Caymans debuts an 'underwater' rum

Most people think "Caribbean" when they think of rum. But the Cayman Islands never could lay claim to its own such spirit.

That has changed with the debut of Seven Fathoms Premium Rum, the first commercially–made distilled rum made entirely in the Caymans.

Walker Romanica, a co-founder of Cayman Islands Distilleries with Nelson Dilbert, said the rum is made using an underwater aging process thought to be the first ever used with a spirit. After distillation, the rum is put into oak barrels, taken out to sea and dropped to a depth of 42 feet, or seven fathoms.

“By aging our spirits underwater, we are able to take advantage of the kinetic properties of the ocean tides and currents to create a very unique flavour profile and a remarkably smooth rum,” Romanica said at a press conference.

Dilbert brushed off any suggestion the aging process is a gimmick.

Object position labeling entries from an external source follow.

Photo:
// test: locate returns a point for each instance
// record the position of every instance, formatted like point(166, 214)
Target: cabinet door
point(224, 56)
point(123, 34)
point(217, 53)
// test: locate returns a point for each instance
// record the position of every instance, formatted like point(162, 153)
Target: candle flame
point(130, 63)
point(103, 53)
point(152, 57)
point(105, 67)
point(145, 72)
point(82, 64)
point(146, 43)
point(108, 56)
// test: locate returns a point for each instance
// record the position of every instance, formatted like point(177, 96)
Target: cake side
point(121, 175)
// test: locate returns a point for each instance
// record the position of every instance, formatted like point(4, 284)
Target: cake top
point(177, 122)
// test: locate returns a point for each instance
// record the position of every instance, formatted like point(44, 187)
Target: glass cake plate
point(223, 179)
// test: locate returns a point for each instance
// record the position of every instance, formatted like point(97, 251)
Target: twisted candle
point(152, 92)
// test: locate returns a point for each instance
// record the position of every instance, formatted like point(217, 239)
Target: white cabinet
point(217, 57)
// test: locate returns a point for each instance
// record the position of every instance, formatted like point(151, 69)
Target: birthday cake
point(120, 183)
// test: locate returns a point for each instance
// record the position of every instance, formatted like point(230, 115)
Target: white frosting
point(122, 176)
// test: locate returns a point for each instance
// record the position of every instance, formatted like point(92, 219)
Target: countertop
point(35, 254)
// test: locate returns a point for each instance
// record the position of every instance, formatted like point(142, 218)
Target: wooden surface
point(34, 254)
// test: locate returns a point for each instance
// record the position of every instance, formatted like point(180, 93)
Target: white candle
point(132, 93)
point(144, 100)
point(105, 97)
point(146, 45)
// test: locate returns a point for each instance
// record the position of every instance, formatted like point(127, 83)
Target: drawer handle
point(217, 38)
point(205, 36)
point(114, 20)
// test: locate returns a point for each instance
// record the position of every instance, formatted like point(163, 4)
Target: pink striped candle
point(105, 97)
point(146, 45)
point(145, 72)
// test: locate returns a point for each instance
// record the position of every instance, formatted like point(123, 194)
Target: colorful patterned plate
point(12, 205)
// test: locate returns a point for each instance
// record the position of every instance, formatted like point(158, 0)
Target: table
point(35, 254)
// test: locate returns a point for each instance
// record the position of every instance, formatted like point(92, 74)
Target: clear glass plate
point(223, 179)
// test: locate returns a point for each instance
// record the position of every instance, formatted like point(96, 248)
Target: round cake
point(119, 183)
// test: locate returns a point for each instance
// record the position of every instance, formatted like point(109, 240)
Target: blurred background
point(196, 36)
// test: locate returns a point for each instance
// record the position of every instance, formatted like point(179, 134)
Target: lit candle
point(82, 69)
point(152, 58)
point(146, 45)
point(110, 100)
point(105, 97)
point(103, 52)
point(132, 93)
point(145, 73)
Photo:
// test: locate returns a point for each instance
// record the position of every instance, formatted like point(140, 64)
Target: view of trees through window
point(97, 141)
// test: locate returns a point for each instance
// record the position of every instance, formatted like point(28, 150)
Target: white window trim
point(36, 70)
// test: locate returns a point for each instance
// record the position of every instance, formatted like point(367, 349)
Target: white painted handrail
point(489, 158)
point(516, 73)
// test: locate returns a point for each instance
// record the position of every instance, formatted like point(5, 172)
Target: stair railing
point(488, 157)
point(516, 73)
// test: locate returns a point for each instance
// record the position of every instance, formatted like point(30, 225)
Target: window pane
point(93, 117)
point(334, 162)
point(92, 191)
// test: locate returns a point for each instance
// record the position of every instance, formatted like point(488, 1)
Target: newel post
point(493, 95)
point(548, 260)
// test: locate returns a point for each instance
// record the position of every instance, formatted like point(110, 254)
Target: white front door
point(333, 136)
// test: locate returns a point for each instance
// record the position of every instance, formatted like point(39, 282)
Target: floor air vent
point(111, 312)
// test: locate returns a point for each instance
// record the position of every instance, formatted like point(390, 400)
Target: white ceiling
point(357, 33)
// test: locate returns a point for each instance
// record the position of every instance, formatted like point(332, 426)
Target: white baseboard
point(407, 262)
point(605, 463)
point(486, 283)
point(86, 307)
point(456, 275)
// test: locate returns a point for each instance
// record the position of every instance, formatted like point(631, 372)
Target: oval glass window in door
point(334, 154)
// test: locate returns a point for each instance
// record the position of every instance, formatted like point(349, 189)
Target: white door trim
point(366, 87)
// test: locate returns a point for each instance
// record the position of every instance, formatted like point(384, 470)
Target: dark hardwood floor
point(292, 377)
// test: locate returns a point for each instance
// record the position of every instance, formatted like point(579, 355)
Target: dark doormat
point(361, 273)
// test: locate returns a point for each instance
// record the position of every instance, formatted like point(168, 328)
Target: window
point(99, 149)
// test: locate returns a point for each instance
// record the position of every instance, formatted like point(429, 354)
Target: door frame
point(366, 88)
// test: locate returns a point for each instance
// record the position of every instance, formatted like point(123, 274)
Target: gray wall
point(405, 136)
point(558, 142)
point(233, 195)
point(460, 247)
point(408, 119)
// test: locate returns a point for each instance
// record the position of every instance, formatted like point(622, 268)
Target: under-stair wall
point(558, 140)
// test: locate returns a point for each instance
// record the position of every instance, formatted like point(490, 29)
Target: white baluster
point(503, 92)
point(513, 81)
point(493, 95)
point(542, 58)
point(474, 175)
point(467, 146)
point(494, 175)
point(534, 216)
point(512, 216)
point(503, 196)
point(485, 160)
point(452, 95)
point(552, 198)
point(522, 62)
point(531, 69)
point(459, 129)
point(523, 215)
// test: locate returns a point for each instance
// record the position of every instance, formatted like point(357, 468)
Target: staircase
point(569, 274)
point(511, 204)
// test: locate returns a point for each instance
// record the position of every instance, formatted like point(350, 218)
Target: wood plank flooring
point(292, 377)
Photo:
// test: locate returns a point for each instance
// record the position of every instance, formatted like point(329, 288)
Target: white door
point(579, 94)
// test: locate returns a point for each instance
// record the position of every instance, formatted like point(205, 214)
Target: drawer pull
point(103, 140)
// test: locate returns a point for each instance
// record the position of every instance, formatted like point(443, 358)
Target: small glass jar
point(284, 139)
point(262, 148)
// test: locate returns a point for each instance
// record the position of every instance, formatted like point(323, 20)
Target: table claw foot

"It works very well with marketing, but there is actually science to it,” he told the Cay Compass newspaper. “The product is always moving and is also subjected to sound waves, which is excellent for the aging process. There is a Japanese company doing it with sake and the French are doing it with wine.”

As a result of the unique kinetic maturation process, he said, Seven Fathoms rum takes on characteristics of rums aged much longer using traditional methods. He added that the idea that motion could help in the aging process of rum goes back centuries. The rum produced in the Caribbean in earlier days was found to be quite harsh but mellowed while being transported across the Atlantic to England.

The 80-proof small-batch rum will be made in limited supply with limited distribution, mostly in the Caymans.